Routine pre-admission screening for a medical illness in aggressive patients who required sedation in the emergency department--necessary or not?
All aggressive patients are therefore subject to mandatory screening for a medical illness by emergency department (ED) doctors in the EDs of Addington and King Edward VIII hospitals in Durban. ED doctors argue that screening is unnecessary because: (i) the prevalence of a causal medical illness in this setting is not known (there is a perception that the prevalence is so low that screening is not warranted); and (ii) the current screening protocol delays admission, increases the potential for injury to staff and patients, and adds to the patient load in a busy, resource-constrained ED (a doctor has to attend to more than 30 patients in an 8-hour shift at each of these two hospitals). Similarly, Jonsson et al. (12) reported that in the severely under-resourced ED at Chris Hani Baragwanath Hospital, Johannesburg, aggressive patients are sometimes referred to psychiatric services before a medical illness is excluded. This premature referral makes it difficult for patients to access medical care once they have been labelled as mentally ill.
However, observations from previous studies support screening because: (i) failure to screen may result in the admission of inappropriate medically ill patients to the psychiatric ward; (13) and (ii) aggressive, agitated patients undergo physiological changes such as dehydration and hypokalaemia which are not detectable or are easy to miss on physical examination. (10) Also, presentation to hospital is the first health care contact for many of our patients.
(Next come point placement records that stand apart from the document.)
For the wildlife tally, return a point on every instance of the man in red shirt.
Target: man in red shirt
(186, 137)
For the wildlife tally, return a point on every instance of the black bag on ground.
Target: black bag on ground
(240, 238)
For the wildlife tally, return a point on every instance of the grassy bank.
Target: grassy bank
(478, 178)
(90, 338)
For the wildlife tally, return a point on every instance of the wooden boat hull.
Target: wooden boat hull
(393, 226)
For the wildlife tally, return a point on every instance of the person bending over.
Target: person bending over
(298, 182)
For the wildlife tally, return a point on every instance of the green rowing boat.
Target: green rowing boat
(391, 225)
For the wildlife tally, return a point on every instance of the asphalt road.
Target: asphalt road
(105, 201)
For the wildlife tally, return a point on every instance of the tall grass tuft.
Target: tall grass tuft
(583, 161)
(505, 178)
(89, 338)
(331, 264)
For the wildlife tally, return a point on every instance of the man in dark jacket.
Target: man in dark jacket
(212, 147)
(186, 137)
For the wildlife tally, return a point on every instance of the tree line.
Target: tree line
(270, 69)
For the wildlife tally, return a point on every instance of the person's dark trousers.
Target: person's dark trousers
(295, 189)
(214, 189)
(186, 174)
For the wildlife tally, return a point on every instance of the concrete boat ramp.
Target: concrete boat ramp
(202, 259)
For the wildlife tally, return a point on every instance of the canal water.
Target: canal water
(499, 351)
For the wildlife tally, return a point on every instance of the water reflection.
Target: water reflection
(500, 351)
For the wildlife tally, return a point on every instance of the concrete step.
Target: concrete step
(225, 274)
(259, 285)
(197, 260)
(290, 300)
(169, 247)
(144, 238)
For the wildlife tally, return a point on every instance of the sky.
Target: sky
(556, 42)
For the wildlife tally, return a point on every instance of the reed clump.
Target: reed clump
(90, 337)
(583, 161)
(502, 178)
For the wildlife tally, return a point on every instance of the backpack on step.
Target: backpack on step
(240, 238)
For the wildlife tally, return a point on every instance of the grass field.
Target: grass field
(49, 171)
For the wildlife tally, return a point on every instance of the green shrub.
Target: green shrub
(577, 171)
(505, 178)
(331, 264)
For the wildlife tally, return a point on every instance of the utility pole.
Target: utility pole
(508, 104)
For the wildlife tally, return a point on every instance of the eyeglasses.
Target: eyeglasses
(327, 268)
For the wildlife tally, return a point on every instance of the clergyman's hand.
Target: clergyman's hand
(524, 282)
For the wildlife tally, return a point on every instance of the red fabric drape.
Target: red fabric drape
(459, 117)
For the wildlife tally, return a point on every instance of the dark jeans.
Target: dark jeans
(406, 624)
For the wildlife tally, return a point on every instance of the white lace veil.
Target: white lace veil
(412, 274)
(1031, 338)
Local primary health care clinics do not have the staff, facilities or transport available to manage aggressive patients.
The screening protocol at our hospitals consists of the taking of a psychiatric history, a physical examination, and routine laboratory investigations. The results of the screening laboratory investigations must be available before the psychiatric referral. This process usually takes up to 3-4 hours, but can sometimes take as long as 48 hours. Often patients are sedated, strapped to mobile stretchers and left unattended in the ED while awaiting the laboratory results. If no medical cause of aggression is detected, the patient is referred to the psychiatric registrar on call. Studies in North American and European populations have reported overall frequencies of laboratory abnormalities in patients with psychiatric complaints ranging from 0% (14) to 63%. (5) Published studies have variously supported comprehensive screening in all patients, screening in selected groups of patients, and no routine screening.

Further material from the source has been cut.